![]() |
Okuryazarlığın şanındandır, Kafka’nın yarım kalan
romanını okumuştum, var mı yok mu belli olmayan bir Amerika anlatıyordu. Çalışanlardan söz ediyordu ama ne iş yaptıkları belli değildi. Herkes
emir alıyordu ama kimin verdiği bilinmiyordu. Tedirgin ediciydi.
Tanımadığı
kalabalıklar içinde sürüklenen roman kahramanı, hep dışarıdaydı. Ne bir yere
ait hissedebiliyordu ne de zamana. İçeri alınmıyor, hep eşiğinde tutuluyordu. Kafka için kalabalık bir tür
toplumsal tekinsizlik demekti.
Körfez
Savaşı’ndan sonra Baudrillard çok moda olmuştu, onun da Kafkaesk sayılabilecek bir
Amerika kitabı vardır. Amerika’ya hologram diyordu: geleceğin hayaleti, yüzeyin
egemenliği. Dünyanın geleceği olarak tanımlıyor ve distopik mırıltılarla eleştiriyordu.
Amerika’nın derinliği yoktu, her şey yüzeydeydi. Las Vegas, tarihsizliğin
parlayan sahnesi, simülasyonun başkentiydi. Avrupa şehirlerinde tarih ve kimlik
“yoğunlaşırdı”; Amerikan şehirleri ise bir boşluk organizasyonuydu. Kalabalık
bile yoğunluk değil, şekilsiz bir yığılma hâliydi.
Eski
dergilere ve gazetelere ilginiz varsa, sıklıkla Amerika’yı anlatan yazılara, iki
ülkeyi karşılaştıran metinlere rastlıyorsunuz.
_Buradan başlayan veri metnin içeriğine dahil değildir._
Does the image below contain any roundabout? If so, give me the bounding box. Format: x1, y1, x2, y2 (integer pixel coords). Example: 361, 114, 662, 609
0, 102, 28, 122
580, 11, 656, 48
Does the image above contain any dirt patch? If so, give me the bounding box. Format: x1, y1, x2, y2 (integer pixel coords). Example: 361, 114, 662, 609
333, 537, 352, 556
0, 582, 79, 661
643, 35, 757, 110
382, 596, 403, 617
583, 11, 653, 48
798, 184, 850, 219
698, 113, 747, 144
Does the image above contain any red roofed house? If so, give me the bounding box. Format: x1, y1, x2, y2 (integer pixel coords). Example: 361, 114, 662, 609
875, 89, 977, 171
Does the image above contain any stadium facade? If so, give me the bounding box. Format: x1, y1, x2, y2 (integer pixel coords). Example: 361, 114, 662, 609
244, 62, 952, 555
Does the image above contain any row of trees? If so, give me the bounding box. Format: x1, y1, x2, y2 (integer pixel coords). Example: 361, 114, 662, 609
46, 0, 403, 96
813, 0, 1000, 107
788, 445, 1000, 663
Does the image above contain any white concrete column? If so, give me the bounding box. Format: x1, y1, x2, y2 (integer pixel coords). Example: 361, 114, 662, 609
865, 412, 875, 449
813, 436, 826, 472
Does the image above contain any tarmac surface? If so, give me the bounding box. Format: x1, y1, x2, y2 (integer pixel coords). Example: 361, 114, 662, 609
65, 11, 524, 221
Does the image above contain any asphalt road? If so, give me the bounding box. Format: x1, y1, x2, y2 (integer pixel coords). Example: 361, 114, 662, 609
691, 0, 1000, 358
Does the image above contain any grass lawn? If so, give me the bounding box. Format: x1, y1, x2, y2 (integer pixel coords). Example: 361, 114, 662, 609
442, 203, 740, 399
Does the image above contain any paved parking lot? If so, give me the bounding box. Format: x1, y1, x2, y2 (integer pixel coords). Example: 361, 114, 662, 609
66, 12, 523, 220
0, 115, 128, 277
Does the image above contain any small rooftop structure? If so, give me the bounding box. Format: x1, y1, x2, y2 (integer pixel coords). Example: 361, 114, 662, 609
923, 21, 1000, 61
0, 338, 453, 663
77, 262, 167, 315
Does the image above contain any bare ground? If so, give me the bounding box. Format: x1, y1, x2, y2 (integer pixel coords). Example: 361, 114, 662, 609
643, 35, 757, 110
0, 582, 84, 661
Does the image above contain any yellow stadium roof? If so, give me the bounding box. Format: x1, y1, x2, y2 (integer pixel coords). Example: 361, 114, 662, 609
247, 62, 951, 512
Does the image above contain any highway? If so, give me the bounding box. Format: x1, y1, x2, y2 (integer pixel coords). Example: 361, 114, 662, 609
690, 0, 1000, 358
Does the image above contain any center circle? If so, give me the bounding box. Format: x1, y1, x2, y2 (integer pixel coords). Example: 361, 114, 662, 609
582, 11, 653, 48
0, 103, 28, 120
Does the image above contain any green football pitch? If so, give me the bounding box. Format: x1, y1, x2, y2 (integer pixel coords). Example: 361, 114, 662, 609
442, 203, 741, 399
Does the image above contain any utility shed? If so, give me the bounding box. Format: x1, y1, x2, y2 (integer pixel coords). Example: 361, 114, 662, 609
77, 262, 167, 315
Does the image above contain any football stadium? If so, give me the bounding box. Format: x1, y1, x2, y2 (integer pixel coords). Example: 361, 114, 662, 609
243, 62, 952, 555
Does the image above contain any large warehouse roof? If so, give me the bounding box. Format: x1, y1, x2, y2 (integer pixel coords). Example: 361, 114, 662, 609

Bu durum bize özgü değil. Bütün kültürlerde
bütün metropoller Amerika’ya benzetiliyor örneğin. Amerika’ya muazzam, devasa,
kalabalık diyen, gökdelenler, otomobiller, asfaltlar, koşturan insanlar ve gürültüsüyle
anlatan sadece biz değiliz.
Altan
Erbulak’ın Cafer ile Hürmüz bantında karşılaştım bu sahneye… 1950’li ikinci
yarısında çizmiş. İkili, Amerika’da polisten kaçıyor ve kalabalığa
karışıyorlar. Erbulak öyle bir sahne kurmuş ki, perspektif neredeyse sonsuzluğa
açılıyor. Kaldırımlar insanla dolu, arabalar birbirine yaslanmış, binalar
tabelalarla boğulmuş. Her şey üst üste, iç içe… Tek bir replik var: “Şu tarafa
doğru gitti.” Bul da bulabilirsen…
“Vast
communities lead to small individuals” denir ya… Büyük şehirler insanları küçültür,
silikleştirir, kaybeder. Suç da tam bu silikleşme hattında görünmez hale gelir.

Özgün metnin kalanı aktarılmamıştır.